Michael Saylor, cuja empresa Strategy basicamente inventou o modelo de "tesouraria cripto", viu seu patrimônio líquido despencar em US$ 2,6 bilhões. Bitcoin reduziu pela metade o preço das ações da Strategy, eliminando a maior parte dos ganhos obtidos no início do ano.
Donald Trump e sua família aumentaram seu patrimônio em US$ 282 milhões, elevando-o para US$ 6,8 bilhões. Trump promoveu duas criptomoedas com Melania antes de sua posse. Elas dispararam, depois despencaram, mas ainda assim renderam um impulso de US$ 200 milhões.
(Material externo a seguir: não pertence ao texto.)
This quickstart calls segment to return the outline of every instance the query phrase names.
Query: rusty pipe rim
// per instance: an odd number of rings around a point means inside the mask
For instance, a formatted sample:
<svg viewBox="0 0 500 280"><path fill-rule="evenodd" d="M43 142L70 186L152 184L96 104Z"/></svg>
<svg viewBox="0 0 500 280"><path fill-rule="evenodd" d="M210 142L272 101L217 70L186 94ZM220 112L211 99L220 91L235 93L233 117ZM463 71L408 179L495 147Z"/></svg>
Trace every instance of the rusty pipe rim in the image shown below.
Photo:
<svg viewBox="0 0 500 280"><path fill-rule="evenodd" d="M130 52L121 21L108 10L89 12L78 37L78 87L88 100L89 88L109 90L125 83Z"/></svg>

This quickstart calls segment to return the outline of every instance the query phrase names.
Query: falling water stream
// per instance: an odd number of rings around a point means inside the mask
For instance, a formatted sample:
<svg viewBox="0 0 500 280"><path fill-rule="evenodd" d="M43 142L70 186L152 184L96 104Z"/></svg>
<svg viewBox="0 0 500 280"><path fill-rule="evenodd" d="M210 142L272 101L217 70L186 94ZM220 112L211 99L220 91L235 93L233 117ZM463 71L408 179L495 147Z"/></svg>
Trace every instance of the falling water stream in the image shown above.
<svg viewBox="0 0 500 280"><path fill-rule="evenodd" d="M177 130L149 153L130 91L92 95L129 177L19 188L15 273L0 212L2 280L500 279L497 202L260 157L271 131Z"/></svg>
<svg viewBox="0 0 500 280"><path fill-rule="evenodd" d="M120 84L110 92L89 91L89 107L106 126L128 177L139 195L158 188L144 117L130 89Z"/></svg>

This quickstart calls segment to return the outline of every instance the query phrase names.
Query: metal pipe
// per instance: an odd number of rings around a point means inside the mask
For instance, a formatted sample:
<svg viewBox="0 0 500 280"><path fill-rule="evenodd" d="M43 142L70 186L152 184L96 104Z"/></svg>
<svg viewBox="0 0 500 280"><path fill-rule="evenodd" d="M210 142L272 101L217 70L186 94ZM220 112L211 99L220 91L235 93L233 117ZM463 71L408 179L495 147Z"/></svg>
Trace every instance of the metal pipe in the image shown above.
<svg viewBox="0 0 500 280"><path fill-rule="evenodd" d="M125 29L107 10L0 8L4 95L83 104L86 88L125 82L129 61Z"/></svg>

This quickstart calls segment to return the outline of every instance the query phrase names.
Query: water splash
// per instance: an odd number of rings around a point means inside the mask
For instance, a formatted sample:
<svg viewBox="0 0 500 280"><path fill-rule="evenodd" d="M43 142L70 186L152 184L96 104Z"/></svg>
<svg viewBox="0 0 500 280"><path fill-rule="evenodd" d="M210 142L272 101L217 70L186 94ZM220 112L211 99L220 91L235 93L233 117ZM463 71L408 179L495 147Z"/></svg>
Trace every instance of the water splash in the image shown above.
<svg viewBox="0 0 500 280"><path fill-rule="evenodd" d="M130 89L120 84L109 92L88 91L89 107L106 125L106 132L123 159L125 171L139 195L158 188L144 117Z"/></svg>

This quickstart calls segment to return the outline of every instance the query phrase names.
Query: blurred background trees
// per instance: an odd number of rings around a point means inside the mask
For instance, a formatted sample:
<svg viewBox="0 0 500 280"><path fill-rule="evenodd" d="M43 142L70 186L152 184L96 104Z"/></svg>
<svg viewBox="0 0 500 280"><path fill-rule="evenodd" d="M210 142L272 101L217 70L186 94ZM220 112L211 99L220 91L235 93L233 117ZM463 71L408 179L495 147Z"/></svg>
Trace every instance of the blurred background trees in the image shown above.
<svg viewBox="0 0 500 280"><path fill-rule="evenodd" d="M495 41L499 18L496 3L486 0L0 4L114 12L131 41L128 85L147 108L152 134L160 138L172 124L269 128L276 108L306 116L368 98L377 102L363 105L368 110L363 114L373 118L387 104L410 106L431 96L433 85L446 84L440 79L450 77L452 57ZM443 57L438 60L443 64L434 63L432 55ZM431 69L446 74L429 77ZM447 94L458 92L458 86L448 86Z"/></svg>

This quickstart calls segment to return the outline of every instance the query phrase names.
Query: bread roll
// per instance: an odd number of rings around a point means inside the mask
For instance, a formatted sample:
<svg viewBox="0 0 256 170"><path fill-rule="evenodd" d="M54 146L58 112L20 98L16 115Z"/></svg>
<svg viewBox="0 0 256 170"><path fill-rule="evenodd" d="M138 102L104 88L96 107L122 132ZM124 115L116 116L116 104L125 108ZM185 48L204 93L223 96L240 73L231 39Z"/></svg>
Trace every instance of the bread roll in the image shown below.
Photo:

A família também lançou a World Liberty Financial, e os filhos de Trump investiram na mineração de criptomoedas por meio da American Bitcoin Corp. Outro impulso veio da Trump Media, que teve um aumento significativo de valor após uma fusão com a TAE Technologies, empresa do setor de fusão nuclear.
Mesmo após uma queda de mais de 70% em relação às máximas de janeiro, o ativo valorizou bilhões. Um tribunal também anulou a multa civil de US$ 464 milhões imposta a Trump, embora a decisão sobre a fraude tenha sido mantida.
Bilionários perdedores sofrem quedas acentuadas em imóveis, IPOs e criptomoedas
Nem todos saíram ganhando . Manuel Villar perdeu US$ 12,6 bilhões, reduzindo seu patrimônio líquido para US$ 10 bilhões. Sua empresa, a Golden MV Holdings, entrou em colapso após uma paralisação de seis meses nas negociações, relacionada a um negócio imobiliário obscuro. As ações caíram mais de 80% quando as negociações foram retomadas. Villar também se desfez de sua participação na PrimeWater, que estava sob investigação do governo.
Bob Pender e Mike Sabel, fundadores da Venture Global, perderam US$ 17,7 bilhões cada um. A empresa realizou um IPO muito aguardado em janeiro, mas a fraca demanda forçou uma redução no volume de ações negociadas. Em seguida, vieram os resultados financeiros ruins e uma derrota na batalha judicial contra a BP Plc. As ações agora caíram mais de 70%.
O patrimônio líquido do chinês Wang Xing caiu US$ 3,5 bilhões, fechando em US$ 7,9 bilhões. Sua empresa, a Meituan, apesar de um bom ano para as ações chinesas em geral, sofreu um grande baque. A empresa registrou seu primeiro prejuízo líquido em anos em novembro.
A demanda interna enfraqueceu, e a concorrência de rivais como JD.com e Alibaba não ajudou. A Meituan tentou crescer no exterior, lançando operações no Brasil e no Oriente Médio, mas não foi o suficiente para estancar a sangria.